Bake for about 40 minutes, or until a knife instered into the center fo the blondies comes out clean. The blondies should pull away from the sides of the pan a little and the top should be a nice honey brown. Transfer the pan to a rack and cool for about 15 minutes before turning the blondies out onto another rack. Inver onto a rack and cool the blondies to room temperature right side up.

Tuesday, August 4, 2009

TWD: Banana Bundt Cake

I'm baaaack. Ah TWD, how I missed the. What a crazy July - and so many lactose desserts. This week's Banana Bundt Cake was perfect for my return. Hubby and I love banana bread, and I can easily make this lactose free with margarine and yogurt.
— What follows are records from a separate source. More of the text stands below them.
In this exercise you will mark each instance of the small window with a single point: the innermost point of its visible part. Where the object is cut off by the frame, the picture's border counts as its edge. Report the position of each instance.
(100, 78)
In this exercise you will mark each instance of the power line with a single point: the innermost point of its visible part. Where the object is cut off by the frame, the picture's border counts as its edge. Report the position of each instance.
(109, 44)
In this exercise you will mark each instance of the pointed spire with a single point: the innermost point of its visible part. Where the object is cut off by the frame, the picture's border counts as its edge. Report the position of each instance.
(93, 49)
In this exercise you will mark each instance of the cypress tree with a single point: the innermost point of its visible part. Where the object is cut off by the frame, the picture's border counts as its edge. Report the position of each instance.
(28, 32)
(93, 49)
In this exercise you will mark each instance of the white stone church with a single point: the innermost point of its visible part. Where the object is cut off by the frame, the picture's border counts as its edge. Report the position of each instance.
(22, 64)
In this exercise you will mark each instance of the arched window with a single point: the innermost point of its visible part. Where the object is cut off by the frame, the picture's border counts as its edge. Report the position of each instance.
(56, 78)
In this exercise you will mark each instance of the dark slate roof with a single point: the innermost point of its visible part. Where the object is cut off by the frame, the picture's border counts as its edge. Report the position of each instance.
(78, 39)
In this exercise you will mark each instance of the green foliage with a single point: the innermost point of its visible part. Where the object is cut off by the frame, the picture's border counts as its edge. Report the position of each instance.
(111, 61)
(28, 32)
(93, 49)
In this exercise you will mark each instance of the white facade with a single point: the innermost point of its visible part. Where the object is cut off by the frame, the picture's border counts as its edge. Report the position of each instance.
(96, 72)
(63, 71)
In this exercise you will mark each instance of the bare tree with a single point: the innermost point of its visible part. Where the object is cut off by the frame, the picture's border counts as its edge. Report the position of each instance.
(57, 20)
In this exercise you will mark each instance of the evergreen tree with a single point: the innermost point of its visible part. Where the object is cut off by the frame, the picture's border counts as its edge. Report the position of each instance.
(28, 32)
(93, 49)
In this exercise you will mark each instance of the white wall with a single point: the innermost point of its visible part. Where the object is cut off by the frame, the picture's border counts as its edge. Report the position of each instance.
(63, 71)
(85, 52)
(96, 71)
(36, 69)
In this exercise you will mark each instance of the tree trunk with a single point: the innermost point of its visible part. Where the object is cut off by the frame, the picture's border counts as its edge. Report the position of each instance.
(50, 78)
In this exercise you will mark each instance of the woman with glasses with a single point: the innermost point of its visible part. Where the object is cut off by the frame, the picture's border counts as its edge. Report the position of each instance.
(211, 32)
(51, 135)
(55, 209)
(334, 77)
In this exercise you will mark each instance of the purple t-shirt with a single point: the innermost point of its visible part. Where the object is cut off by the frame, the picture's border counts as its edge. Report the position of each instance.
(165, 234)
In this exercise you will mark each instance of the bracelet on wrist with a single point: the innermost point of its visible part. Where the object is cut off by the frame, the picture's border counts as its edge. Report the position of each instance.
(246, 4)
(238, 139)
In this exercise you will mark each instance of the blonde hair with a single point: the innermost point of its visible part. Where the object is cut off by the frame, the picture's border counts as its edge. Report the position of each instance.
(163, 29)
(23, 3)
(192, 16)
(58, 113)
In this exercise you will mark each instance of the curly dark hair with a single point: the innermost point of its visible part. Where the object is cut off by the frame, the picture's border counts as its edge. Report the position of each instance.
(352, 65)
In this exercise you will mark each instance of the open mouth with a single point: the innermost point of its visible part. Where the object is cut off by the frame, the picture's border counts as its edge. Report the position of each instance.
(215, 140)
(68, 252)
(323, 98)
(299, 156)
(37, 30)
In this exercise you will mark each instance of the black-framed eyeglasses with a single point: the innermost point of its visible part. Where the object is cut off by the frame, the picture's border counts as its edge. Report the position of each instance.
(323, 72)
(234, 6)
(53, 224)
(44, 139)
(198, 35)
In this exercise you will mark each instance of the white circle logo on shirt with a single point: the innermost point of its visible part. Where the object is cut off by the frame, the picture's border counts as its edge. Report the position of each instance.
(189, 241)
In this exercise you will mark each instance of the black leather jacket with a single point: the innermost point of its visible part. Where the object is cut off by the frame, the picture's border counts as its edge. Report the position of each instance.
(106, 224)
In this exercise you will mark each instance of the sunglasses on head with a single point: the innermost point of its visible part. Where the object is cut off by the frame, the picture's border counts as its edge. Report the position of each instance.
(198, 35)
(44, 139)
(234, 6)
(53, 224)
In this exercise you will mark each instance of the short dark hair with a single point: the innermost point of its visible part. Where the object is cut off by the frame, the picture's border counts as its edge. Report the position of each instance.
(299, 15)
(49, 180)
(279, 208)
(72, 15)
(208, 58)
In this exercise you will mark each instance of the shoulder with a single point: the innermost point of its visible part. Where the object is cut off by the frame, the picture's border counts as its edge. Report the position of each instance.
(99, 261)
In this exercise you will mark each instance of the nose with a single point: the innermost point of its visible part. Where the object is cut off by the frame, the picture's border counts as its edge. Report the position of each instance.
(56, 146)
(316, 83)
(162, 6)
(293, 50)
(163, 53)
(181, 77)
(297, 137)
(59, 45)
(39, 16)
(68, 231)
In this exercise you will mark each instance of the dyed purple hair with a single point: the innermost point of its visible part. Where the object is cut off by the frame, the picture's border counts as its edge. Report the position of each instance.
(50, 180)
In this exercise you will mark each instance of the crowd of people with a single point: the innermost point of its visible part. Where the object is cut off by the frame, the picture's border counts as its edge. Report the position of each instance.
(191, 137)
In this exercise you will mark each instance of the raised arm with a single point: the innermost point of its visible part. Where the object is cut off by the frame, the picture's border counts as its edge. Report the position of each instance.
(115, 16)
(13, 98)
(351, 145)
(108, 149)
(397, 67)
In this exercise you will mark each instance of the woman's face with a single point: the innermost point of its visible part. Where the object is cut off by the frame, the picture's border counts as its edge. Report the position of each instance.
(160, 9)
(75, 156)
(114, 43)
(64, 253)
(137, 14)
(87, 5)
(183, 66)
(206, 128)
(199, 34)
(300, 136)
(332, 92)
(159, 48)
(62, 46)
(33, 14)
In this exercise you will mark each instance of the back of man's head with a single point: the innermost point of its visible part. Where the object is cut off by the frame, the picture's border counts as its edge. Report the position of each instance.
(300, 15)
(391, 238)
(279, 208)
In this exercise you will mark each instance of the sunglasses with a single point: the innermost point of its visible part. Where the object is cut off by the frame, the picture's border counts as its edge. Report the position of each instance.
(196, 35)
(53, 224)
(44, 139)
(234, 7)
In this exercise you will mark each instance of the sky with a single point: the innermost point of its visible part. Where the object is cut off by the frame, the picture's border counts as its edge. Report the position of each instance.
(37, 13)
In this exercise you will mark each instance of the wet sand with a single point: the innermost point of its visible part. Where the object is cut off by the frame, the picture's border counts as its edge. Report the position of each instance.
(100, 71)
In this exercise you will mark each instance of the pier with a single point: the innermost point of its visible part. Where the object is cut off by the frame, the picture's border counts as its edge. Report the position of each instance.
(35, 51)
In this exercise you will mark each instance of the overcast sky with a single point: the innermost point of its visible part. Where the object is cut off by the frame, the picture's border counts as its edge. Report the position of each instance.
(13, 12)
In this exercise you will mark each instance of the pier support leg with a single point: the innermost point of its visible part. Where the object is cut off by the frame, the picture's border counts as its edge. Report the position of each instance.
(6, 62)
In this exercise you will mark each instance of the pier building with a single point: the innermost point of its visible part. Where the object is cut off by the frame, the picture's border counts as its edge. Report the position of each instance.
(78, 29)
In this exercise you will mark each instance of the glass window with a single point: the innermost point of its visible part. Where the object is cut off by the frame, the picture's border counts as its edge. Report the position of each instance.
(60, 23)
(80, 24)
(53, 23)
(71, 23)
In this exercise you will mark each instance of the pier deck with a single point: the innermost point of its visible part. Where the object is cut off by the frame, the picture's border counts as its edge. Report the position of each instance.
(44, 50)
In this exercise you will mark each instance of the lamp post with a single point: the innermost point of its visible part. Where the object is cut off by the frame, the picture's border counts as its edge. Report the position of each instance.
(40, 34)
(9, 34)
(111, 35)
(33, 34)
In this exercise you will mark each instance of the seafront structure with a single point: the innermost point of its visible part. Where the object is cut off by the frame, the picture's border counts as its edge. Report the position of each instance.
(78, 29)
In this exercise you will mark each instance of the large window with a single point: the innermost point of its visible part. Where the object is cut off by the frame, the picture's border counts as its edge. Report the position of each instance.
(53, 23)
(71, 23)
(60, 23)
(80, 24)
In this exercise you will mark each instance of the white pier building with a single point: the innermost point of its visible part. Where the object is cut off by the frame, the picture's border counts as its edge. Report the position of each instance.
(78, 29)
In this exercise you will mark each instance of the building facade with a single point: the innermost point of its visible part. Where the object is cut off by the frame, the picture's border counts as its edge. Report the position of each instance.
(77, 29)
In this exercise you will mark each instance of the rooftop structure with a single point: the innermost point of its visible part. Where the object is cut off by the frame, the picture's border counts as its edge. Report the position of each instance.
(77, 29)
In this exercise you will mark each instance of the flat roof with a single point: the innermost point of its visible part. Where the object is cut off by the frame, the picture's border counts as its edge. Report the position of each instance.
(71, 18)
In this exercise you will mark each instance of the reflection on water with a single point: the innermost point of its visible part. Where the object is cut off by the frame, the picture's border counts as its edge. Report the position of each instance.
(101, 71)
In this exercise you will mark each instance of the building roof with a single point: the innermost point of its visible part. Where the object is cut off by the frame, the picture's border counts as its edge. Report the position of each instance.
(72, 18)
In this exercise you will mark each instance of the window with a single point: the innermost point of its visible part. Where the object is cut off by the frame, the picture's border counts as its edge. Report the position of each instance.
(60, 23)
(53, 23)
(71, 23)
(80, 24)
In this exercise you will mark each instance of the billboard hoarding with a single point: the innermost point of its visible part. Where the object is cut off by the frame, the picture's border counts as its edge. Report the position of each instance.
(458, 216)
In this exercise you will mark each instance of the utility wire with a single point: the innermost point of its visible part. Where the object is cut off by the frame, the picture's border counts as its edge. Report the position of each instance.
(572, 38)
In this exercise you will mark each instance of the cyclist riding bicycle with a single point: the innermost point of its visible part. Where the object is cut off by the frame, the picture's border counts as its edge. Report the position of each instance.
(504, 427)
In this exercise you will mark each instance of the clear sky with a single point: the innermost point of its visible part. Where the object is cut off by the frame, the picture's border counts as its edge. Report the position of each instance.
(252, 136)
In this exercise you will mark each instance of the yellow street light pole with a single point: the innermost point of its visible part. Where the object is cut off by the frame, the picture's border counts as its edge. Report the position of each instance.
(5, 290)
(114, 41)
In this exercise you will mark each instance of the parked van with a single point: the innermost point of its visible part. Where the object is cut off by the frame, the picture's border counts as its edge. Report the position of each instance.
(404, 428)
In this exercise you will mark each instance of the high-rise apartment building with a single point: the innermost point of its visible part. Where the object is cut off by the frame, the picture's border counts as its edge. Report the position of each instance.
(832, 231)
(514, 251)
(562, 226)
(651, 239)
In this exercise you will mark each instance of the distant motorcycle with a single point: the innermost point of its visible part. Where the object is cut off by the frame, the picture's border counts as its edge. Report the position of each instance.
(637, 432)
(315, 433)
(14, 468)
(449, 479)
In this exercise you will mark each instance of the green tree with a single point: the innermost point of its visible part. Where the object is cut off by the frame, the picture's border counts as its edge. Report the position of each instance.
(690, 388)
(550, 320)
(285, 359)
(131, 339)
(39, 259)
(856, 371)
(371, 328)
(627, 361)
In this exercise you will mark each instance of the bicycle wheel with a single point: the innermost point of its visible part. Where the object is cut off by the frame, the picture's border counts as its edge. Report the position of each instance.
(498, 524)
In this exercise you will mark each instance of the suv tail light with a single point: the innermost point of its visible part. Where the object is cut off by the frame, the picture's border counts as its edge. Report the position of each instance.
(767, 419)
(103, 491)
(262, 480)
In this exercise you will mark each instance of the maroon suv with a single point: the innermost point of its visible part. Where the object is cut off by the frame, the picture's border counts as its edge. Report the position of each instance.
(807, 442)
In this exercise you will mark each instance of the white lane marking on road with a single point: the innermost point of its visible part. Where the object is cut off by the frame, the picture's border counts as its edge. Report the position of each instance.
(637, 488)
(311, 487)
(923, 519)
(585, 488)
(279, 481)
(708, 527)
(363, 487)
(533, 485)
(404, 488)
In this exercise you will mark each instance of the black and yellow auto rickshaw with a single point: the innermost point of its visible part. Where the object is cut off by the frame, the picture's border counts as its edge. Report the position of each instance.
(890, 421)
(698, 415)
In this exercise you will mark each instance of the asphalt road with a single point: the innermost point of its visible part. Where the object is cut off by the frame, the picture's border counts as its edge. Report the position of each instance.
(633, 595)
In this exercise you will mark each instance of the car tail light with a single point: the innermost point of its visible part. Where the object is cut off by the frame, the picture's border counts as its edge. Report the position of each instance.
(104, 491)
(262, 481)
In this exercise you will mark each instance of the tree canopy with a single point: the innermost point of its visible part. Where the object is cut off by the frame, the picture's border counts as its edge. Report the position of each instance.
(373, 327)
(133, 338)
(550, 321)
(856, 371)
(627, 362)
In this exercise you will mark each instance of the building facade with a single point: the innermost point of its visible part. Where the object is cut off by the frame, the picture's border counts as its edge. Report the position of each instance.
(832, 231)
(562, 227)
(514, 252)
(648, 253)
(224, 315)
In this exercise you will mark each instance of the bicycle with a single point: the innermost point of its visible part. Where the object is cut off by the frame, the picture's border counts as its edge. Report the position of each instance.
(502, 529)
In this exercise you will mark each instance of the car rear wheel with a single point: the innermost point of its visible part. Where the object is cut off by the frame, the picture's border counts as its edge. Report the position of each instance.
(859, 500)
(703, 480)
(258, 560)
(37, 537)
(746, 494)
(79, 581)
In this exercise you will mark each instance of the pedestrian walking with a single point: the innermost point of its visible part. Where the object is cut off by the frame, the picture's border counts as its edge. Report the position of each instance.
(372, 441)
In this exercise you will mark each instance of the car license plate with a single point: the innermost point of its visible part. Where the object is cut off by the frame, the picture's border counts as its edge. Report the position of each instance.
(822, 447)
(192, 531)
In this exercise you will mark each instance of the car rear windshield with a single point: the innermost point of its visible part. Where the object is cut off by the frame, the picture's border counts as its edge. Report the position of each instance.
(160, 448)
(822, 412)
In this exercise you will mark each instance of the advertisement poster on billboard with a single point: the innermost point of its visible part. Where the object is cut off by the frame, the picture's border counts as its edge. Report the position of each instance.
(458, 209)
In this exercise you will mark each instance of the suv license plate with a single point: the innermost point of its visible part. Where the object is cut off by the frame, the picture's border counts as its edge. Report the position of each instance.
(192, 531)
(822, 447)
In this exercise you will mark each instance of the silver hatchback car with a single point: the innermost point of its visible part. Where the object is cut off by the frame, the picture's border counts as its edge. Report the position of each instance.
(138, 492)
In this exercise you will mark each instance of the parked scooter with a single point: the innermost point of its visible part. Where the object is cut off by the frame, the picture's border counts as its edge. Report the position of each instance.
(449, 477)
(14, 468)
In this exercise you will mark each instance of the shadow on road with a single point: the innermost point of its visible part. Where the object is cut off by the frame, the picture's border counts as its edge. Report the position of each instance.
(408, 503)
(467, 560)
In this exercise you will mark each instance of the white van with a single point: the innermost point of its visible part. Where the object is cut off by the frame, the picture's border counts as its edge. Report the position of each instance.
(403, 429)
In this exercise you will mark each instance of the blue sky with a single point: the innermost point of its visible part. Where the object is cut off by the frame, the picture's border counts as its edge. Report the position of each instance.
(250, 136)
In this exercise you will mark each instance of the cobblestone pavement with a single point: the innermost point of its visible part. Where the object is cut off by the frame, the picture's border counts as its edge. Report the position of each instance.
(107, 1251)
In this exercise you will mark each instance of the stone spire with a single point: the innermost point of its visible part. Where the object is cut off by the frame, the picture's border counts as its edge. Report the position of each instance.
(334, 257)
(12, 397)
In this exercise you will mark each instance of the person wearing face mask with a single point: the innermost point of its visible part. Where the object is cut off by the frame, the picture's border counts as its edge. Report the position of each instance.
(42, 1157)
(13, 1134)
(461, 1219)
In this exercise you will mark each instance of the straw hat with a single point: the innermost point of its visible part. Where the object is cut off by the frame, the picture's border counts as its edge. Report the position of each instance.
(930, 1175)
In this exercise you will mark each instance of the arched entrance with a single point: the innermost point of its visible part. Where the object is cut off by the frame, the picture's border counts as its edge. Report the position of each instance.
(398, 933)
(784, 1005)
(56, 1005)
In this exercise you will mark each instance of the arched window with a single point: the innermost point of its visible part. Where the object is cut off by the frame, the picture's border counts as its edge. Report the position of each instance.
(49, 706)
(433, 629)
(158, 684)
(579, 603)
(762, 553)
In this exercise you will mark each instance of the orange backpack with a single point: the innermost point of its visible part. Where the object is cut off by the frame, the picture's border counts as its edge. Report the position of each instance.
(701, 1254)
And, it was chosen by one of my favorite bloggers who I have a major blog crush on and wish, o, wish I could be half as talented as. None other than Mary of The Food Librarian. You can find this amazing recipe HERE.

So, I was a tad on the late side with this one - still true to my procrastinating TWD form - so we just tested this cake while it was still steaming hot. It was really good. I know it will only get better with a good night's rest (as Dorie mentions in the book) because that will give the banana flavor time to develop more. So, can't wait for breakfast. I added 1 tsp cinnamon and 1/2 tsp cardamon for a little kick. Those flavors are subtle and don't over power the banana. Another great Dorie recipe. Man I love this cookbook.